ALL Annette Ransley (far right) wanted was for the pain to go away - but she got more than that!
The osteoarthiritis sufferer has now thrown away her walking stick and the prospect of hip surgery is increasingly remote thanks to a Hauora Tairawhiti programme at Turanga Health.
Annette is one of more than 140 people to have so far taken part in a Tūranga Health-hosted outreach programme to do just what Annette has achieved: manage their osteoarthritis to the point where hip or knee surgery may be avoided.
Funded by the Ministry of Health and run by Hauora Tairāwhiti, the two-year pilot programme – started in January, 2017 -- saw physiotherapist Samantha Henderson-Genefaas run classes at both Gisborne Hospital and Tūranga Health for clients referred by their GPs.
And this year it all continues with senior therapist Paula Bruce taking the reins while Sam is on maternity leave.
“The programme is aimed at people with mild/moderate hip or knee osteoarthritis with the intent of reducing pain and improving function and to prevent or delay the need for surgery,” Paula says.
“Though many clients are reluctant to go to the doctor, letting the GP know about pain or stiffness in your hip or knee means we can get started with treatment early.
The programme runs in six weeks blocks and consists of weekly exercise classes, sessions about how best to manage osteoarthritis, and an education component with input from a dietitian, pharmacist, and a diabetes and gout educator.
“Times are flexible with options during the day and after hours and Tūranga Health kaiāwhina can offer transport to and from classes,” saus Paula.
Once the six-week period is over clients are often referred to other Tūranga Health programmes or given green prescriptions so they can build on the good work they’ve done.
“The goal is to find the types of activity people enjoy so they can make long-term lifestyle changes.”
The pilot programme will continue until the end of 2018 with the aim of seeing 288 people.
For her part, Annette says that after putting up with a painful hip for years, the six-week programme gave her an exercise regime tailored just for her . . . and it's working.
“Six weeks is a big commitment but I managed to stick to it because I thought it was important,” she says. “Before, if my hip gave out I would fall but now I have the strength in my legs to avoid that.

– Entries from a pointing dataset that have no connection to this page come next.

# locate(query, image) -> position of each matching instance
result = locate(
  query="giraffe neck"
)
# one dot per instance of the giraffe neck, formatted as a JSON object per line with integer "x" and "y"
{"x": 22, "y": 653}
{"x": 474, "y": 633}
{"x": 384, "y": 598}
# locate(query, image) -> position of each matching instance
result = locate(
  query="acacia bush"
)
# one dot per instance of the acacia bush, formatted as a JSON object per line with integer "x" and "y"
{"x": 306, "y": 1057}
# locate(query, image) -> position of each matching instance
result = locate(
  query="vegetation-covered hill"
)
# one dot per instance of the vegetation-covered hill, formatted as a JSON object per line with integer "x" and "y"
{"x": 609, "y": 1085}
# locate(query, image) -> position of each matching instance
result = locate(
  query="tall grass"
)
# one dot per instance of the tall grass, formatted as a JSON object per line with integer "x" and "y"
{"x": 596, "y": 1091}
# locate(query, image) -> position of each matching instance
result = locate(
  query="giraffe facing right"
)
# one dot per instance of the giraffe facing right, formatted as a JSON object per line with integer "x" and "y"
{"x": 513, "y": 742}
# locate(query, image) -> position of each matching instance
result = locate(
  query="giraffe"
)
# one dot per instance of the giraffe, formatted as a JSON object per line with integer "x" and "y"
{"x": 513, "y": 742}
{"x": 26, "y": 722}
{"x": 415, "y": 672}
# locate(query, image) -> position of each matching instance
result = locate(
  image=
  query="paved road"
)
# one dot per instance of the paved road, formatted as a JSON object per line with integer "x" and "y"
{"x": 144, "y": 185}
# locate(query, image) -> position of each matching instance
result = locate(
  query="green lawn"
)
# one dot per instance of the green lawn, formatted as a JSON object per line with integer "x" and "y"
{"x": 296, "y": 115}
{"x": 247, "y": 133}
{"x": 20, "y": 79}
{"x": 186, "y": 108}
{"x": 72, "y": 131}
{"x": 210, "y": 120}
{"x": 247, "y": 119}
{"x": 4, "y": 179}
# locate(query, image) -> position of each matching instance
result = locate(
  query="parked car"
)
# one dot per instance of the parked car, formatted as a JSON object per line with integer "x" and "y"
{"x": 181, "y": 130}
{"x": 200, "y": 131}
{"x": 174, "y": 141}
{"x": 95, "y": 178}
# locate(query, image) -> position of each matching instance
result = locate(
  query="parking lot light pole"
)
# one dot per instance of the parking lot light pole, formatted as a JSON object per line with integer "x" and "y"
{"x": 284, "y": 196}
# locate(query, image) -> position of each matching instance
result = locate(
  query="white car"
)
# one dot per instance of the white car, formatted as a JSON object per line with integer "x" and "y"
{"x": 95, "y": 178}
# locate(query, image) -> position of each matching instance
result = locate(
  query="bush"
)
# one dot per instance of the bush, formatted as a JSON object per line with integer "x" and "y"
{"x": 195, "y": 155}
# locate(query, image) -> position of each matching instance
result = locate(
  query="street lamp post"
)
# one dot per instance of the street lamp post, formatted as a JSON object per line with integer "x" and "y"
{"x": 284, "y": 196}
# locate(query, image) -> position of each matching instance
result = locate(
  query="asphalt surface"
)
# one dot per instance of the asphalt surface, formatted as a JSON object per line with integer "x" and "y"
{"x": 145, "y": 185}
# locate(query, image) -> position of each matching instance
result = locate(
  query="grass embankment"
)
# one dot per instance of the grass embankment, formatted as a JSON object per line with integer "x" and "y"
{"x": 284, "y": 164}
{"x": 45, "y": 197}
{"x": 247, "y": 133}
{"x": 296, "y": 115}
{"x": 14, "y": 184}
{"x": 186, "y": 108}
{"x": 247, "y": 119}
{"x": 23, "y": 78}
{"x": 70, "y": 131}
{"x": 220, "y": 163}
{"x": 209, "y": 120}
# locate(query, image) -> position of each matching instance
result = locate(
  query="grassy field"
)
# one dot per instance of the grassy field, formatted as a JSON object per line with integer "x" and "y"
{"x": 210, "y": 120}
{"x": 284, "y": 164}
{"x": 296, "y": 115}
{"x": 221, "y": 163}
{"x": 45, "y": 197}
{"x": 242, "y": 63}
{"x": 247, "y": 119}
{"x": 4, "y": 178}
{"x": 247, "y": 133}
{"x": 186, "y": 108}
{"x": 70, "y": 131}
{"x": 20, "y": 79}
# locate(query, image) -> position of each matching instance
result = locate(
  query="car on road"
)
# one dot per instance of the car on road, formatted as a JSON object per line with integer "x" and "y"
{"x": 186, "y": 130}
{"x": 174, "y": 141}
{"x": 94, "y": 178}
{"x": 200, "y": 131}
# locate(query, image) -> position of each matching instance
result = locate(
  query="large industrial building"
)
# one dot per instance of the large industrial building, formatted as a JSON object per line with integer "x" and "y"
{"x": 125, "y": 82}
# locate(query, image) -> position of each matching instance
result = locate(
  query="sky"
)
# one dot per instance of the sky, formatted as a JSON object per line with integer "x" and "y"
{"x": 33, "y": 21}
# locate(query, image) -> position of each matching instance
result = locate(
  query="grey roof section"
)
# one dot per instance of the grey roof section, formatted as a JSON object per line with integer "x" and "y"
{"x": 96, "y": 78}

The help we have had is awesome and I’m so grateful for that.”
And her classmate and line-dancing buddy, Dawn Wihongi, has made similar progress, ditching the walking frame she used when an osteoarthritic hip stole her mobility.
Dawn loves being in an environment with so much support and encouragement and is stoked to have delayed a planned hip operation.
“My family thinks I am doing wonders so I'm really proud of myself,” she says.